Solved

# Regular Expression - Big Array!?!

Posted on 2004-04-26
390 Views
Hi friends

I have a VERY big array and a text file. I've to go thru every line of the text file and see if any ONE of the element of the array is in that. It is ENOUGH if atleast one match is there. Thats it. Now I use the following way:

\$Pattern=join ('|',@BigArray);
while (<IN>) { if (m#\$Pattern#) {print \$&;} }

I also tried this:
\$Pattern=join ('|',@BigArray);
undef(\$/);  \$_=<IN>;
if (m#\$Pattern#) {print \$&}

Both the method consumes some 37 - 45 seconds. Is there any way to optimize this?

Thanx
0
Question by:vi_srikanth
[X]
###### Welcome to Experts Exchange

Add your voice to the tech community where 5M+ people just like you are talking about what matters.

• Help others & share knowledge
• Earn cash & points
• 8
• 4
• 3
• +4

LVL 3

Assisted Solution

PerlKing earned 50 total points
ID: 10925854
Ideally you should be using a HASH like this:
%patterns = map { \$_, 1 } @BigArray;
while (<IN>) { if ( exists \$patterns{\$_} ) {print \$&;} }

But your requirement is that "if you see if any ONE of the element" it it sufficient. So, using a HASH may not be all that beneficial but still this MAY BE BETTER than having a HUGE regular expression like that one that you created.

Did you already try this method?
0

LVL 84

Expert Comment

ID: 10926116
Are all the elements of the form \b\w+\b
Can there be more than one element per line?

Usiing \$& slows down all matching operations, you might try just removing all \$& in your program
0

LVL 84

Expert Comment

ID: 10926168
unless the elements in @BigArray end with \n
you may want to chomp; or map { "\$_\n", 1 } when using PerlKing's method.
0

LVL 4

Author Comment

ID: 10926597
Perl King> Ideally you should be using a HASH
But, even this consumes more time. Is there any other way?

ozo> Are all the elements of the form \b\w+\b
No. Not necessarily. Some elements can be a part of a word.
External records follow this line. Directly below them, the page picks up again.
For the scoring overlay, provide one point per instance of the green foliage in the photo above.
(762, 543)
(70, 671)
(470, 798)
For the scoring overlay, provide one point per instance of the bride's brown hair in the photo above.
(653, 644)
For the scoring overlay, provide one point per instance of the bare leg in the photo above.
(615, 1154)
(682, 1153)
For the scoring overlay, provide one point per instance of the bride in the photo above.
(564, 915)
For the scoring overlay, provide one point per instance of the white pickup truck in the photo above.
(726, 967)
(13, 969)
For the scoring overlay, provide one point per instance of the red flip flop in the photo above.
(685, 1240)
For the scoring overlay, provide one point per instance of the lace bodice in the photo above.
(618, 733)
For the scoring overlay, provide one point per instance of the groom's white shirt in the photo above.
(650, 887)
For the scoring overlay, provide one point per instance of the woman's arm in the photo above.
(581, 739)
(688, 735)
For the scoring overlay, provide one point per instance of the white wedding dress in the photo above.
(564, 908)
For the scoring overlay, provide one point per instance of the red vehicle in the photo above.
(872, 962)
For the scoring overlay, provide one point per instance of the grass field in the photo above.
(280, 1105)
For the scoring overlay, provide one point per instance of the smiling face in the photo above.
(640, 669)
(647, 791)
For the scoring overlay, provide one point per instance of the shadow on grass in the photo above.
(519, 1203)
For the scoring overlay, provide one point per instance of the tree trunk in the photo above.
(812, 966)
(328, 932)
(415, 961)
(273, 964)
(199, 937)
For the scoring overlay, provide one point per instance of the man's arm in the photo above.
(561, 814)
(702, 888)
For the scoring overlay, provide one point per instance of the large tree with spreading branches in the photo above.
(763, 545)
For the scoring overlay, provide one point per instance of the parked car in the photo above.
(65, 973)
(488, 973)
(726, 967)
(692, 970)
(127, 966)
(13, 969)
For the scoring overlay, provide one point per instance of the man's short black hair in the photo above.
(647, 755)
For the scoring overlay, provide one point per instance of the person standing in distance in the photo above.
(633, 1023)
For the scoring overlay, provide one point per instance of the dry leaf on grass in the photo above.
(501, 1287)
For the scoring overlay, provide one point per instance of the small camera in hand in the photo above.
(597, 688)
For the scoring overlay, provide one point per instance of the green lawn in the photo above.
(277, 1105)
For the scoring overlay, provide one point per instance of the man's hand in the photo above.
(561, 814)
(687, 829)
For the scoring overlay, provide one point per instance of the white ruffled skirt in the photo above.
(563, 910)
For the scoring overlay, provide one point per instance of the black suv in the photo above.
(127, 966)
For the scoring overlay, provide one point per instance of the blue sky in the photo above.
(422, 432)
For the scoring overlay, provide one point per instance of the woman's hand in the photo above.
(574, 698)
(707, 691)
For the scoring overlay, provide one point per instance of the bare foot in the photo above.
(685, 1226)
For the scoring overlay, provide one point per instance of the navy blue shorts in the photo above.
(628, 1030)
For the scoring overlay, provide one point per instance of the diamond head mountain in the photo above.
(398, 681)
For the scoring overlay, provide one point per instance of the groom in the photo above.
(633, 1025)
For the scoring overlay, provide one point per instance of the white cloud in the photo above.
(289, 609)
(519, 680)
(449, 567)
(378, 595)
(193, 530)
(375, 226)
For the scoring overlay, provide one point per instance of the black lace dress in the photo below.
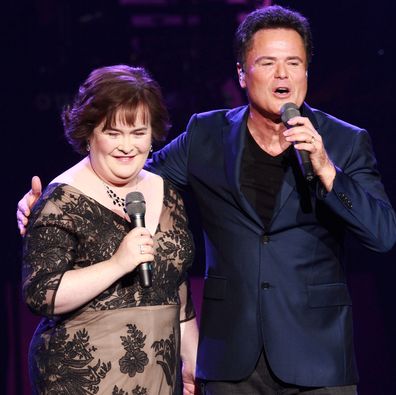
(126, 340)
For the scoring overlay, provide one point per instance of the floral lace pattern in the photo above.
(126, 340)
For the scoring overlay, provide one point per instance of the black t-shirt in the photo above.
(262, 176)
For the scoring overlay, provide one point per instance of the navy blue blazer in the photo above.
(282, 287)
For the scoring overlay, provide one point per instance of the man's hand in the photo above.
(26, 204)
(304, 136)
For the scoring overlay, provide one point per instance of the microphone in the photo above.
(288, 111)
(136, 208)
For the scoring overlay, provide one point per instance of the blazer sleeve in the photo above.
(359, 198)
(171, 162)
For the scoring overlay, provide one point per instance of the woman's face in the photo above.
(118, 153)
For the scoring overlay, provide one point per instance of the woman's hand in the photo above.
(136, 247)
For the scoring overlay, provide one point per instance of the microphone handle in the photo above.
(305, 164)
(145, 269)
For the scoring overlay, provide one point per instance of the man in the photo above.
(276, 315)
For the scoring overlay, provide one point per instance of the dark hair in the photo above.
(271, 17)
(108, 90)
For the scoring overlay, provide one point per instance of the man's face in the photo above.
(275, 71)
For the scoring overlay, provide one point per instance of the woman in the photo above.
(101, 332)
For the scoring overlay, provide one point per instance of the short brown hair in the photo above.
(271, 17)
(108, 90)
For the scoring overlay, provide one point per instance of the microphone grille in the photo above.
(135, 204)
(288, 111)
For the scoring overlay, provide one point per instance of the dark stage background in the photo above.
(49, 47)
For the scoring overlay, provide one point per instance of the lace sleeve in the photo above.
(48, 251)
(187, 311)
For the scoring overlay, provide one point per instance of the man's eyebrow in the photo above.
(265, 57)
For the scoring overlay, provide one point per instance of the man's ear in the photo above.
(241, 75)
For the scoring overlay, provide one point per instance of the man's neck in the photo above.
(267, 133)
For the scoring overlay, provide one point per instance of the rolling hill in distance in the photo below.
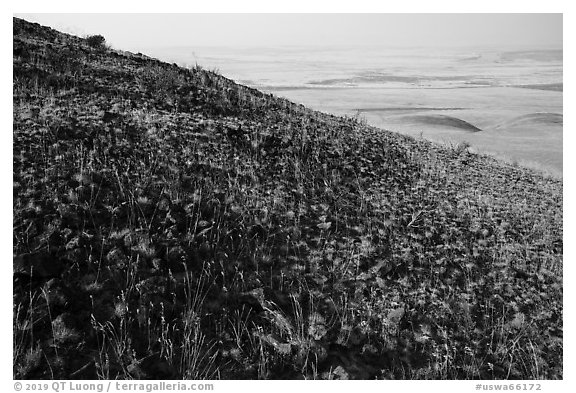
(485, 86)
(171, 223)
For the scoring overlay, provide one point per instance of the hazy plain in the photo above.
(504, 101)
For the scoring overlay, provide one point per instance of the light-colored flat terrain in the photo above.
(513, 95)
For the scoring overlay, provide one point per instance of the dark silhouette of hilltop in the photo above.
(171, 223)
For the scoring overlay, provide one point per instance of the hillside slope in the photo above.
(170, 223)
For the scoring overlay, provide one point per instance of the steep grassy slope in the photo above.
(169, 223)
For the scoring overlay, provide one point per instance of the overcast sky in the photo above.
(132, 31)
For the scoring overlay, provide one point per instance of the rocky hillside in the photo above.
(170, 223)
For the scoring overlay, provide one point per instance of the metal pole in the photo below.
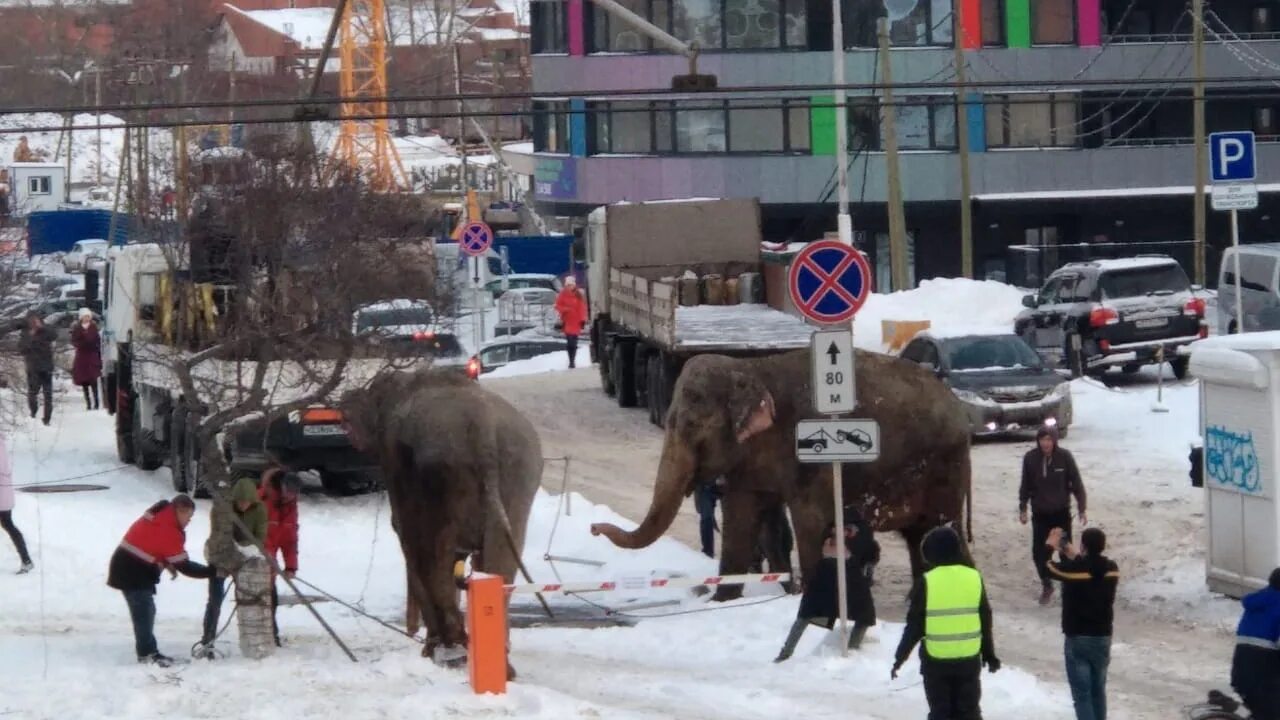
(1235, 249)
(963, 146)
(844, 222)
(1201, 142)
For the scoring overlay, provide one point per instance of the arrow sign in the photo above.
(833, 388)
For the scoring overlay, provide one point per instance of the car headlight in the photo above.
(972, 397)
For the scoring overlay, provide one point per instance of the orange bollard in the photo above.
(487, 633)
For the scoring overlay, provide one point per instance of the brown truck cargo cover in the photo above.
(686, 232)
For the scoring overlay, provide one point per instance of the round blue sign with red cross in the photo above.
(476, 238)
(830, 281)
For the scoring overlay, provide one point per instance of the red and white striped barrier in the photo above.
(648, 583)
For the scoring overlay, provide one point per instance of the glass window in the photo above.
(863, 124)
(798, 126)
(700, 127)
(796, 26)
(631, 128)
(699, 21)
(913, 126)
(612, 35)
(927, 23)
(549, 30)
(662, 127)
(755, 130)
(944, 115)
(1054, 22)
(993, 23)
(753, 23)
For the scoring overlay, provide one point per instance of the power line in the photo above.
(316, 114)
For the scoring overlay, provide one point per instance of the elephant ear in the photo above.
(750, 406)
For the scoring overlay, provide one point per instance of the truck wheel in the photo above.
(625, 374)
(653, 383)
(641, 376)
(144, 452)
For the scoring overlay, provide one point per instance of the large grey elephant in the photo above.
(737, 418)
(461, 468)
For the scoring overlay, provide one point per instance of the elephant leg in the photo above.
(914, 536)
(741, 529)
(812, 511)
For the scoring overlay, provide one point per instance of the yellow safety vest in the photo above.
(952, 629)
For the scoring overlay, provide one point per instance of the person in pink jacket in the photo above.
(7, 500)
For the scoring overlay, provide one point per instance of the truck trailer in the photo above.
(671, 279)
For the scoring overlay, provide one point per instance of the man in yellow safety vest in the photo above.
(950, 614)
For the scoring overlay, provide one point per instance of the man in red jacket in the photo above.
(571, 305)
(279, 492)
(155, 542)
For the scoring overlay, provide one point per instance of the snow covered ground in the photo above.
(67, 647)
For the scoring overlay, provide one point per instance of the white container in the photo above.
(1240, 425)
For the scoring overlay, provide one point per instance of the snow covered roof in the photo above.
(1130, 263)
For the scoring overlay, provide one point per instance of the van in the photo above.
(1258, 290)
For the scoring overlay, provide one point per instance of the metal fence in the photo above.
(1027, 265)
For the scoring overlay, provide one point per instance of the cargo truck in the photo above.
(672, 279)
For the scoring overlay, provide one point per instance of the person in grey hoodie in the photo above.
(36, 346)
(1050, 479)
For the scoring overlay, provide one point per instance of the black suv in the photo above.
(1100, 314)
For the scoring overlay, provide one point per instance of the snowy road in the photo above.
(1173, 639)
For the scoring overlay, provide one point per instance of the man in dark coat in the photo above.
(1256, 664)
(155, 542)
(36, 346)
(1050, 478)
(821, 601)
(949, 611)
(1089, 582)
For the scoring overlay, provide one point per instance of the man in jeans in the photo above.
(1050, 478)
(1088, 600)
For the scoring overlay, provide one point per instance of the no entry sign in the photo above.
(828, 282)
(476, 238)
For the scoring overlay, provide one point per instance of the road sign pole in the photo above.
(1235, 246)
(841, 570)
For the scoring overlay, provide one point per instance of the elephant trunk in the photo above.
(675, 477)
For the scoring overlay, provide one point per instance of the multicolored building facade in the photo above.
(1079, 118)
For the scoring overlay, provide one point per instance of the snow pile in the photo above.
(549, 363)
(83, 142)
(946, 302)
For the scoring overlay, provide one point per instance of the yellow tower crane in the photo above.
(364, 141)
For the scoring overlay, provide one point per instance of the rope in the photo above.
(228, 589)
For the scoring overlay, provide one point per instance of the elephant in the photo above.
(461, 468)
(736, 417)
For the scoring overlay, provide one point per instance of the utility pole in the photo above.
(97, 103)
(888, 128)
(963, 145)
(1201, 141)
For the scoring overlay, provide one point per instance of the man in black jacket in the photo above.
(1050, 478)
(36, 346)
(949, 611)
(1088, 601)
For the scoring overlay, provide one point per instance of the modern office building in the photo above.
(1056, 159)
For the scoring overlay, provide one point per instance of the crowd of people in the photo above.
(248, 514)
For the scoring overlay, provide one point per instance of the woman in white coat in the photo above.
(7, 500)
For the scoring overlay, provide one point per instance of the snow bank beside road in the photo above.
(946, 302)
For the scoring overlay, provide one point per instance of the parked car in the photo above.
(517, 281)
(77, 258)
(504, 350)
(1002, 383)
(1258, 287)
(1128, 313)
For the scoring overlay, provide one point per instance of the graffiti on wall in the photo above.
(1232, 460)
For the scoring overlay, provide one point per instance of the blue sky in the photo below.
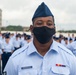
(20, 12)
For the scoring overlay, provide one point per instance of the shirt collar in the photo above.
(32, 49)
(54, 46)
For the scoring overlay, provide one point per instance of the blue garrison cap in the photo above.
(7, 36)
(42, 11)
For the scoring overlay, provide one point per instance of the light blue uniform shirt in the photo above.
(27, 61)
(72, 47)
(8, 47)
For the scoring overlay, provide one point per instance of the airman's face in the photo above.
(44, 21)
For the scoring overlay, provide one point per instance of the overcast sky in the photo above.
(20, 12)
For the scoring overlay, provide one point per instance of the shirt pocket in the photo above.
(28, 72)
(60, 70)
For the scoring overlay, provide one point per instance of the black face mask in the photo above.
(43, 34)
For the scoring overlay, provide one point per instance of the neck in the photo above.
(42, 48)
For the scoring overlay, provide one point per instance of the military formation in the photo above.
(42, 53)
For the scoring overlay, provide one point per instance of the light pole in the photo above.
(0, 19)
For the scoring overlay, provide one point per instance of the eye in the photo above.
(39, 23)
(49, 24)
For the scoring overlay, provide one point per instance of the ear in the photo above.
(31, 28)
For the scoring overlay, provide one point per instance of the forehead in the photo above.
(49, 18)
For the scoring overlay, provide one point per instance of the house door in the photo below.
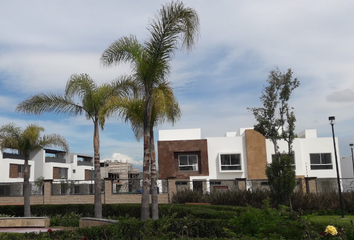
(198, 186)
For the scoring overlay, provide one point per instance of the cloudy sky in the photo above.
(43, 42)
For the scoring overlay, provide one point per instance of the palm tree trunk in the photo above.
(145, 197)
(154, 196)
(98, 185)
(26, 189)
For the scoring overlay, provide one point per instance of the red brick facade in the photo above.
(168, 158)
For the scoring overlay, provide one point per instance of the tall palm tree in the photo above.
(82, 96)
(26, 141)
(151, 64)
(164, 108)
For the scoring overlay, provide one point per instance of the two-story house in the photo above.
(183, 154)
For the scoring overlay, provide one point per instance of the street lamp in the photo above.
(331, 120)
(351, 148)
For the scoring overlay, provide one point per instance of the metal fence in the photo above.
(74, 187)
(207, 185)
(15, 189)
(134, 186)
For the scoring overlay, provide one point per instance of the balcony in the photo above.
(13, 156)
(54, 159)
(84, 161)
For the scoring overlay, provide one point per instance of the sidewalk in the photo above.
(24, 230)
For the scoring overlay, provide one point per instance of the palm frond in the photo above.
(125, 49)
(51, 102)
(54, 140)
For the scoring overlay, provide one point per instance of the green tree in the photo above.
(151, 64)
(82, 96)
(276, 121)
(26, 141)
(164, 108)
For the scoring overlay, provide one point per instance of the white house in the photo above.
(183, 154)
(47, 163)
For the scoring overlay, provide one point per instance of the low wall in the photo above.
(92, 222)
(106, 198)
(24, 222)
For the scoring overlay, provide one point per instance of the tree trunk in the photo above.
(145, 210)
(154, 196)
(26, 189)
(98, 181)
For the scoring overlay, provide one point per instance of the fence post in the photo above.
(241, 183)
(311, 186)
(107, 189)
(302, 184)
(47, 191)
(171, 188)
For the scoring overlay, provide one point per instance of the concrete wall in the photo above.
(302, 148)
(168, 158)
(179, 134)
(107, 198)
(226, 145)
(255, 151)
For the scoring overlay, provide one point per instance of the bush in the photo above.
(67, 220)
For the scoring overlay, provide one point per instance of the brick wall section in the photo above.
(87, 174)
(168, 158)
(13, 170)
(311, 186)
(256, 154)
(241, 184)
(55, 173)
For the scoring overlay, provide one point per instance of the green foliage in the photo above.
(188, 195)
(281, 178)
(268, 222)
(67, 220)
(276, 120)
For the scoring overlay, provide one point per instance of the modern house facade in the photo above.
(46, 163)
(183, 154)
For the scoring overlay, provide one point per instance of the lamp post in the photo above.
(351, 148)
(331, 120)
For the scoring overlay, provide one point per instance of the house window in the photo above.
(274, 157)
(320, 161)
(63, 173)
(21, 171)
(230, 162)
(188, 162)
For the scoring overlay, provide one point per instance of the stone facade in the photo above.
(256, 154)
(168, 158)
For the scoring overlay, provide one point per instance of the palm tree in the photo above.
(26, 141)
(151, 64)
(164, 108)
(79, 88)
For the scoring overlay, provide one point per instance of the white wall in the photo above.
(347, 167)
(217, 145)
(180, 134)
(5, 170)
(302, 148)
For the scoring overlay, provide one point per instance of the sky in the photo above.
(42, 43)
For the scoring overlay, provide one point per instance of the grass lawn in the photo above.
(332, 220)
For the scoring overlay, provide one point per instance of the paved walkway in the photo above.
(24, 230)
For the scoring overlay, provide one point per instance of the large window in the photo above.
(188, 162)
(275, 157)
(63, 173)
(230, 162)
(321, 161)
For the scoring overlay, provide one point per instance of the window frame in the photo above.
(292, 155)
(195, 167)
(231, 170)
(321, 164)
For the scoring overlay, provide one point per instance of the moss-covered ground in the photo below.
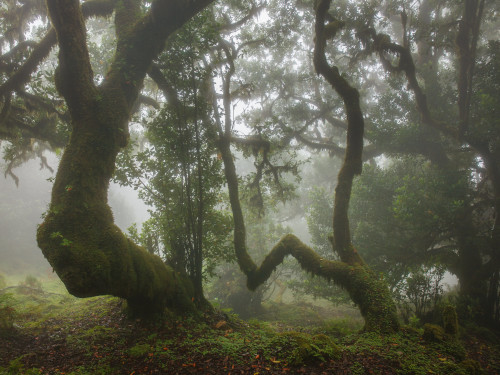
(43, 330)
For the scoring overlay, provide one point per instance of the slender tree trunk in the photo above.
(78, 236)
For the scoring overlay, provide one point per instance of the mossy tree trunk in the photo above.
(78, 235)
(366, 289)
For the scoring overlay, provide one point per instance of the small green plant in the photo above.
(3, 283)
(298, 348)
(32, 282)
(139, 350)
(7, 313)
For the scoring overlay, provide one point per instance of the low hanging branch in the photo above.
(78, 235)
(366, 290)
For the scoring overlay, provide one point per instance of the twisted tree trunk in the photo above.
(365, 288)
(78, 235)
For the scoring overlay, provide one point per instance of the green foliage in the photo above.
(177, 171)
(139, 350)
(7, 313)
(450, 320)
(299, 348)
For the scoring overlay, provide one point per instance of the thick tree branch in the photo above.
(355, 129)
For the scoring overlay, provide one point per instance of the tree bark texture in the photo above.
(365, 288)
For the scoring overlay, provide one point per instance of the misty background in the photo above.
(22, 207)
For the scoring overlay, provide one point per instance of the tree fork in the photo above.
(367, 290)
(78, 236)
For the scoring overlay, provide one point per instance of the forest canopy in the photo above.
(398, 100)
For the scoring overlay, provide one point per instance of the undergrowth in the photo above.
(49, 332)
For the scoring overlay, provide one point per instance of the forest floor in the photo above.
(46, 331)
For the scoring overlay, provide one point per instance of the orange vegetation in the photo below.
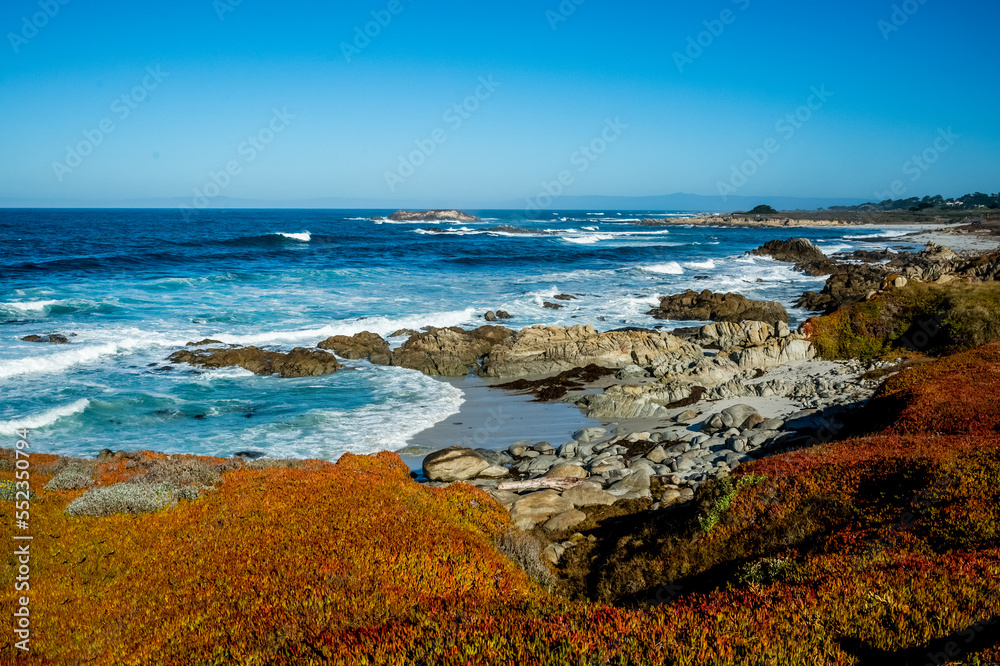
(876, 550)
ozo> Can there be more than one element per line?
There can be. But, I just want to match any one of the element in a line. That is enough. Once any one of the element is found, I will just stop processing that line.

Thanx
0

LVL 4

Author Comment

ID: 10926746
I also tried splitting the whole array in to 20 parts, and then joining them, and then matching them. But, this consumes more time than the previous methods.
0

LVL 18

Assisted Solution

kandura earned 50 total points
ID: 10926789
You might benefit from using a Bloom Filter: http://www.perl.com/pub/a/2004/04/08/bloom_filters.html
Bloom filters are a very efficient way to represent sets, and it is very easy to test whether a given object is a member of that set.
So if all you're looking for is
if(\$value in @array)
then use a Bloom filter.
0

LVL 4

Author Comment

ID: 10926901
I think I haven't made my point clear. I'm looking for a code which will search/match the elements of an array in a file. For eg., if my array has qw(hi bye see) and if my file is:
"hi how r u?
this is just a test
see u"

the first and the second line have "hi" and "see" which are there in my array. I'm looking for a code that will find any one of the element of the array - in the file and print that. If I'm not clear plz tell me.
0

LVL 12

Assisted Solution

stefan73 earned 100 total points
ID: 10926906
Hi kandura,
If one of the requirements is a partial word match, a Bloom filter won't do.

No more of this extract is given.